More news on law schools is out this week.

The Wall Street Journal reports that law schools are increasingly offering prospective students incentives to enroll. Some schools are letting students submit applications past deadlines. Others are offering more scholarship money than ever to potential students.

Scholarship money offered by law schools has tripled in the past ten years, jumping from $816 million in the 2008-2009 school year to $1 billion in the last school year alone. The Journal reports that some law schools are even negotiating with prospective students on scholarship amounts.

Law schools this year have been concerned in general about the shrinking pool of applicants. The number of people taking the LSAT has fallen from 171,500 in 2010 to 155,000 last year to 130,000 this cycle, the smallest group since 2001.

A smaller test taker pool ultimately means fewer high-scoring (and rankings-boosting) participants for law schools to choose from. Maryland schools have already been affected, with he University of Baltimore School of Law reporting applicant numbers down 17 percent earlier this year.

One comment

  1. This is old news (as in “many years” old). Law schools, as you say yourself, have been increasing scholarship money for the last ten years, particularly private schools that have to compete against smaller state school tuitions (though state schools now offer substantial scholarships as well). Bargaining over scholarship money has been a fact of life in law school for a long time, and is not a new phenomenon.

    It also always has been the case that good students can apply to law school late in the summer, after the application deadline has passed, and still be admitted. Schools want to admit the best students and find a way to make room for them whenever they apply. Schools don’t advertise this, of course, because there is no need to. Smart people figure it out on their own, and smart people are the only ones who have leverage late in the admissions game.
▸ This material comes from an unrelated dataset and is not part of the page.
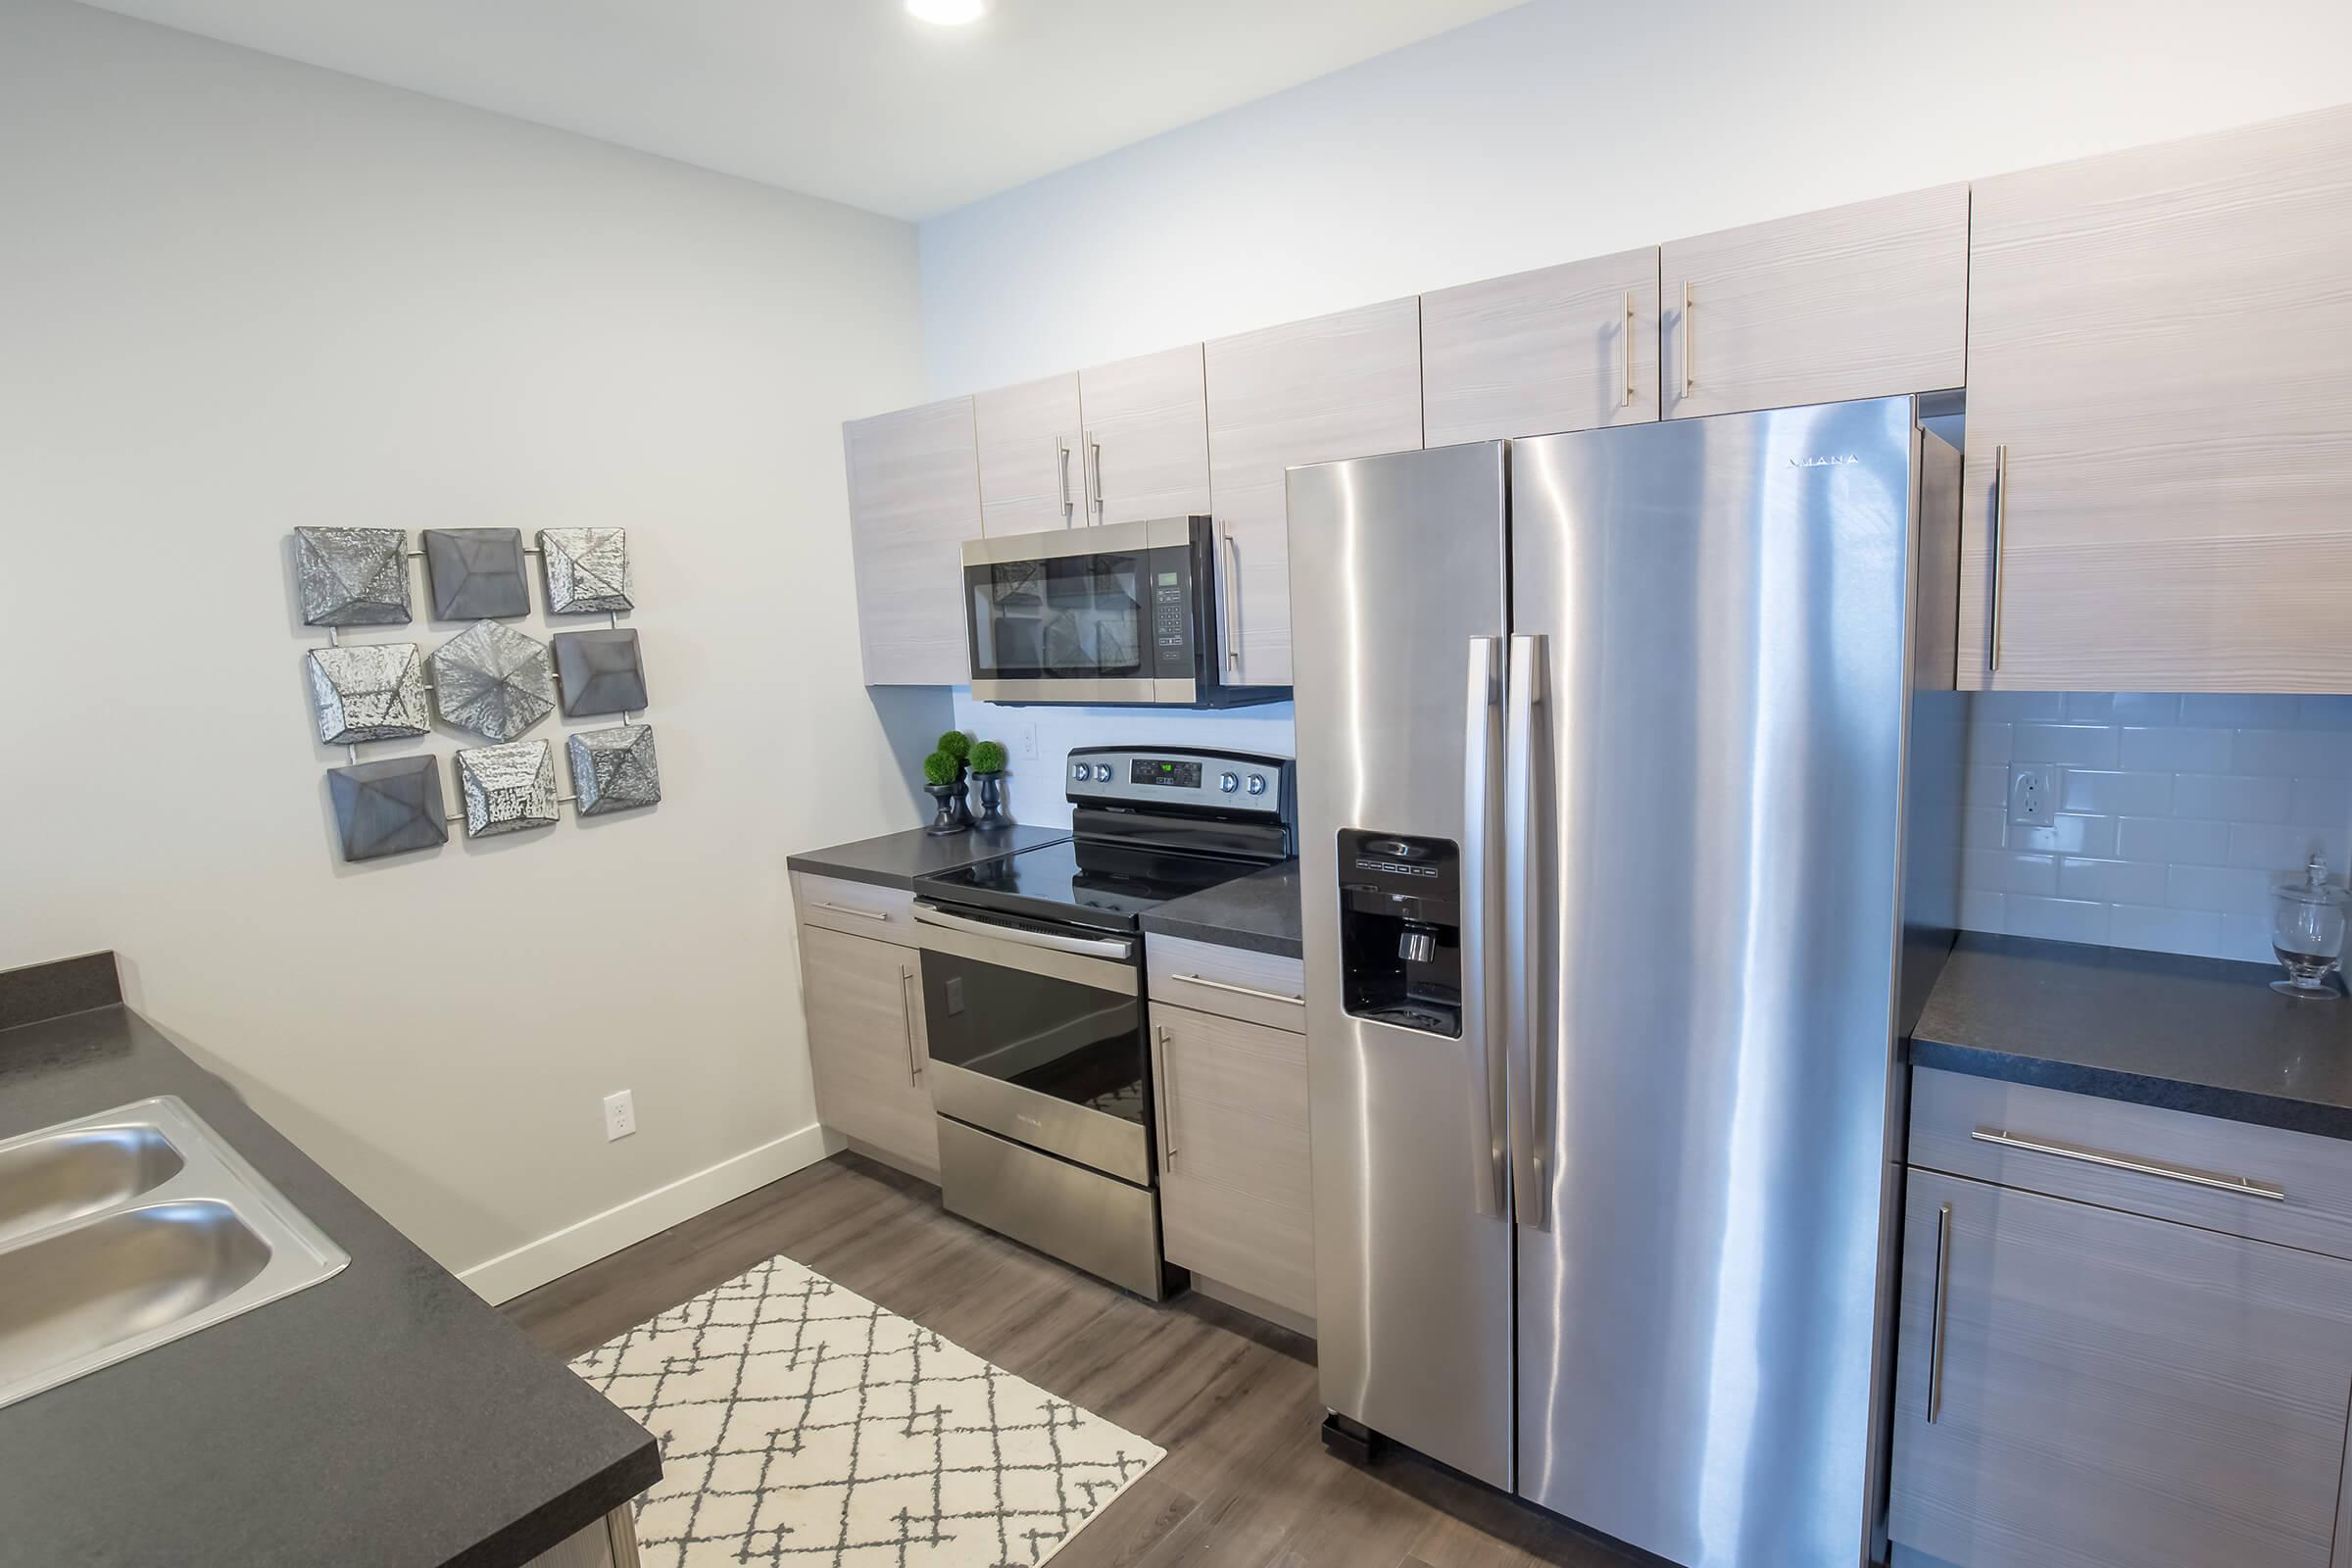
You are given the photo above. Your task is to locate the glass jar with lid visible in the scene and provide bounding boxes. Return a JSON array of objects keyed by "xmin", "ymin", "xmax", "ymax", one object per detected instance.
[{"xmin": 2272, "ymin": 854, "xmax": 2349, "ymax": 998}]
    Also, the fact that the applicant pool is shrinking does not mean, as you say, that “ultimately” this means “fewer high-scoring participants” (at least significantly fewer). For this to be true the drop in applicants would have to be uniform across all admission index categories, and it is not. This is understandable. High-scoring applicants still can expect to do well in law school (as opposed to just get a law degree), and people who do well in law school have opportunities. It is true that there are fewer opportunities for those graduating in the bottom of the class than there used to be, but this is true for all of education. It’s always seemed strange to me that law school applicants think admission to law school necessarily entails guaranteed, high-level employment. In law, as in life generally, you pay your money and take your chances. The non-native born members of the law school applicant pool seem to understand this point much better than the home grown ones. I suppose it always has been that way in this Country.
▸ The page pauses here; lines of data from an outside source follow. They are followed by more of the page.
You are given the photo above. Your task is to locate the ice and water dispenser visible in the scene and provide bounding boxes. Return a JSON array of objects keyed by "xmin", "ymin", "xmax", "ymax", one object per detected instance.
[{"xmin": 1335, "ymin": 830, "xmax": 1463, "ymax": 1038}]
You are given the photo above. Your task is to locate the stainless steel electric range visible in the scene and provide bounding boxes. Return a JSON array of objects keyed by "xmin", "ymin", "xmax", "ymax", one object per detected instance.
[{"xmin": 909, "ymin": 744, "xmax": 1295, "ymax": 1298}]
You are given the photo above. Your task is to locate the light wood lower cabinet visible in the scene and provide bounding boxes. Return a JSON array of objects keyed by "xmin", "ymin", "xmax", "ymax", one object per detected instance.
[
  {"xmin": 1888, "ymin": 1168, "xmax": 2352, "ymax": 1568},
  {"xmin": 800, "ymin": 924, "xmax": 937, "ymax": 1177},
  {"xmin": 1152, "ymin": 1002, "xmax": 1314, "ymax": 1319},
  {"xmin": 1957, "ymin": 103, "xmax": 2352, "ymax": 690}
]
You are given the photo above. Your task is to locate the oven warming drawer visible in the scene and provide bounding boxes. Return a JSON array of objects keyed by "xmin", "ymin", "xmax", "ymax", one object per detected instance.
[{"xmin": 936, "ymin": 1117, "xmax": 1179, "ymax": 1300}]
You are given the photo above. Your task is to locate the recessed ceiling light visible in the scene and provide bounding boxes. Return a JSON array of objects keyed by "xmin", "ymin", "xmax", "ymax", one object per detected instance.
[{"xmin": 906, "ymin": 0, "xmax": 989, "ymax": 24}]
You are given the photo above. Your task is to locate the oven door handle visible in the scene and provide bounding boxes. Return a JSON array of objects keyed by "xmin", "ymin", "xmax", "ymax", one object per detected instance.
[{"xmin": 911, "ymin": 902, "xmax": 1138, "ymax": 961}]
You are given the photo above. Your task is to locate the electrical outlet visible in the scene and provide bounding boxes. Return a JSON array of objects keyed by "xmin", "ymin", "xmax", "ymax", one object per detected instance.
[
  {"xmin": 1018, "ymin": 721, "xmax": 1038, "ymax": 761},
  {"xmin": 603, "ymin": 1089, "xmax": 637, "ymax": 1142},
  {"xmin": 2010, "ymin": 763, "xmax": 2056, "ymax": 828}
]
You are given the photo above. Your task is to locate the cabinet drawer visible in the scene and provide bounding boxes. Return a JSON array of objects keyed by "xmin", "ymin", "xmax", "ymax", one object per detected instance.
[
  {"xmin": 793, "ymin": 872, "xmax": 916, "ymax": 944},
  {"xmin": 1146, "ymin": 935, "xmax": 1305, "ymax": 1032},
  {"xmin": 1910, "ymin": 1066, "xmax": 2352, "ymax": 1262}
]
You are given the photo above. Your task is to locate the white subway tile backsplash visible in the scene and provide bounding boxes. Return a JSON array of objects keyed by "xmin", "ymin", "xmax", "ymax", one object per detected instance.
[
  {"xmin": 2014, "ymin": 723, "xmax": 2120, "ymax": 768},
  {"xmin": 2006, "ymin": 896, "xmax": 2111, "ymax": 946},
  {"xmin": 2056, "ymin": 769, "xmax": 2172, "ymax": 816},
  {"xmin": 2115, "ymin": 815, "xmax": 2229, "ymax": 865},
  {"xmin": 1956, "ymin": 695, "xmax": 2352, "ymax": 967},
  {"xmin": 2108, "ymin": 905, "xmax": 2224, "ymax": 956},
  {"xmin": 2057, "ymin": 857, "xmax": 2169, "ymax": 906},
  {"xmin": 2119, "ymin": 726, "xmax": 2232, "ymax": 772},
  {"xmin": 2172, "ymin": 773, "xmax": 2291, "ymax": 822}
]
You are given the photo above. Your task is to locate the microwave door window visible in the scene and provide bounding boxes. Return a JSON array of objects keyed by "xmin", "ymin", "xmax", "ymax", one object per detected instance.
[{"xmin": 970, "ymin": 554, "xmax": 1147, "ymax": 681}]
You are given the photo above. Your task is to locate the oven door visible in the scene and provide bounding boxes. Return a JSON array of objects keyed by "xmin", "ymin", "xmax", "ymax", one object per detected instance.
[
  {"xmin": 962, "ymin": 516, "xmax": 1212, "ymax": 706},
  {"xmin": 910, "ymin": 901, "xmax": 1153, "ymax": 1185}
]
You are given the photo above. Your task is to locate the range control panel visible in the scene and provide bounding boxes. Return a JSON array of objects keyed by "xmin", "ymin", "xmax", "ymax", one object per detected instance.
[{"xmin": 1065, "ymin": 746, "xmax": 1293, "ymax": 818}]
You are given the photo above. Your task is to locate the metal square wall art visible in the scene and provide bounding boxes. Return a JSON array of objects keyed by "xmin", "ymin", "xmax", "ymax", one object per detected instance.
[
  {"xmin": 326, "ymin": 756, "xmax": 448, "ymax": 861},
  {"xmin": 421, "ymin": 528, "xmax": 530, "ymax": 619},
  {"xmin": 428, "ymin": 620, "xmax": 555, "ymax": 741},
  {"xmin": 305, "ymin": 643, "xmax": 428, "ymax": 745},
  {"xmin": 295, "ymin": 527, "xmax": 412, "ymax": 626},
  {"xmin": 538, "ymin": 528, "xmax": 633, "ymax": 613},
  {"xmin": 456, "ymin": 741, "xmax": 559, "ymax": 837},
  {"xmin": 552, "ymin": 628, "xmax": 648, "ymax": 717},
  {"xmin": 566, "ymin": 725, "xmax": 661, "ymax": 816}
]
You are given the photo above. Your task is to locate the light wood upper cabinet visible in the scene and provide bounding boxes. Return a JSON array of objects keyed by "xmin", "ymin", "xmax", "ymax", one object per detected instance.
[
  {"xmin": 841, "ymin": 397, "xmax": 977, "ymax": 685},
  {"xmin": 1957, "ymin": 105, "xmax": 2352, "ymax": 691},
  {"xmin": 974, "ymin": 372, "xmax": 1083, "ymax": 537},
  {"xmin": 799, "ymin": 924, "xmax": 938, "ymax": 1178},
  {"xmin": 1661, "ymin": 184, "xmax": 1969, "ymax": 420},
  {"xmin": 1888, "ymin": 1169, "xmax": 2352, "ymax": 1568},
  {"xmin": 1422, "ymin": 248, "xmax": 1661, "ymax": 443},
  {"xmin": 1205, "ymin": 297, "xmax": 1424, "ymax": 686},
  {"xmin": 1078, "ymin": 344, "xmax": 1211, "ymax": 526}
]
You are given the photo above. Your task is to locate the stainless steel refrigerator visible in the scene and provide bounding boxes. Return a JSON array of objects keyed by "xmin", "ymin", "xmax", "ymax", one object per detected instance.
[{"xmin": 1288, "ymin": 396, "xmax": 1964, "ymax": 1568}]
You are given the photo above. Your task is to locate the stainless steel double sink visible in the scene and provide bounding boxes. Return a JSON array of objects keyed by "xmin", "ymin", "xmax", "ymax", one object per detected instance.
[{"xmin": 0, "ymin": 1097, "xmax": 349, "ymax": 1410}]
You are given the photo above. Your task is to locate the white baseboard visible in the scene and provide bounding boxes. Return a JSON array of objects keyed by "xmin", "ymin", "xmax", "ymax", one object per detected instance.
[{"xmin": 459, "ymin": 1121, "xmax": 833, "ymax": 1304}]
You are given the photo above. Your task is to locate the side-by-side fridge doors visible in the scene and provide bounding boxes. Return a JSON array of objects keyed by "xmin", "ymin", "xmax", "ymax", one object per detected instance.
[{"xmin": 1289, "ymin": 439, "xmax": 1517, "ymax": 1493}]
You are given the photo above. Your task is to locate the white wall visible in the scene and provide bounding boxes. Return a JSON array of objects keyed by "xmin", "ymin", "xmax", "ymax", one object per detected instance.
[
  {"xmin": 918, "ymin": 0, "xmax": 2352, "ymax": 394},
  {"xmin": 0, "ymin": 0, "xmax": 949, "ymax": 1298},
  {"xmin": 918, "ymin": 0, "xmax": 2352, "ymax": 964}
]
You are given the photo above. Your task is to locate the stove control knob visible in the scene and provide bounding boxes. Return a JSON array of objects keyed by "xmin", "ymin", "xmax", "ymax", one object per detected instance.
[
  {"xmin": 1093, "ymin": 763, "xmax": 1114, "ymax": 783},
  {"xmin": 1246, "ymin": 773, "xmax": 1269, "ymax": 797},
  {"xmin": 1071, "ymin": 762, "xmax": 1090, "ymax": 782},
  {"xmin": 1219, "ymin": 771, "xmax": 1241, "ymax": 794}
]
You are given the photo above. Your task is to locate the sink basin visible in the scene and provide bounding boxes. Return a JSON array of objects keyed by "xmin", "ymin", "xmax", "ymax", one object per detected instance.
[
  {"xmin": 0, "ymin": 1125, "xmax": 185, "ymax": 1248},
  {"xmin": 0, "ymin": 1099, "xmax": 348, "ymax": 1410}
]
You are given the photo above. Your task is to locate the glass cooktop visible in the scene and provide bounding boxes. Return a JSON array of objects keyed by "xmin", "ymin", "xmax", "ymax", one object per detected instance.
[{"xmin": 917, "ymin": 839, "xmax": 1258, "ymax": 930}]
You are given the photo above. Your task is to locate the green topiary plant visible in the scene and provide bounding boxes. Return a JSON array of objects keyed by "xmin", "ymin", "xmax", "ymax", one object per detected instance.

    As for the drop in the UB applicant pool, you’d need to wait for a pattern. Large one year drops are not uncommon in law school admissions, particularly in volatile times, but often they are statistical anomalies and not harbingers of long term trends. Without knowing how many people apply to UB, I’m confident the School does not lack for qualified applicants, and that the size of its applicant pool will stabilize at a more than large enough number. The next time that doesn’t happen will be the first time. The law school applicant pool needed some market correction anyway. It was far more bloated than was healthy.

    The Wall Street Journal and New York Times have been pretty far behind the curve in their stories about the changing nature of legal education and the legal profession, and often way off base even when they’re timely. There are much better places to do “research.”